Un estudio como el recogido en The Lancet refuerza lo que suponíamos, que los antidepresivos pueden mejorar a un porcentaje de pacientes, pero poco más puede concluirse de comparaciones indirectas entre los distintos antidepresivos.
Un buen ensayo clínico puede ser más informativo que cualquier meta-análisis si éste no tiene en cuenta todos los factores que influyen en la multitud de ensayos analizados. ¿Habrá un retorno a la amitriptilina a raíz de este estudio, por su comparativa mayor eficacia o, por el contrario, reinará la fluoxetina por su mejor tolerancia?

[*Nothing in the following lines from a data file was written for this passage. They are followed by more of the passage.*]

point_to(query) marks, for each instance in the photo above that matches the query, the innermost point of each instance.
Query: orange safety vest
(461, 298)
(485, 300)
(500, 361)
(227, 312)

Es sólo en el ámbito de la relación clínica en el que pueden utilizarse con mejor o peor acierto uno o varios fármacos antidepresivos, cuyo mecanismo de acción dista, por cierto, de ser claramente conocido, y cuya respuesta depende de aspectos singulares. Es en la clínica cuando los grandes números, que tanto fascinan ahora, caen ante el saber teórico y empírico del médico en su encuentro con el dolor subjetivo, algo que nunca llega a ser propiamente medible por muchas escalas que se usen.
La fascinación por los grandes números, por las aproximaciones “Big Data”, y la difusión en grandes titulares de prensa de resultados simplistas, conducen, si decae el sentido común, a una robotización del ser humano en esta nueva oleada neomecanicista a la que asistimos.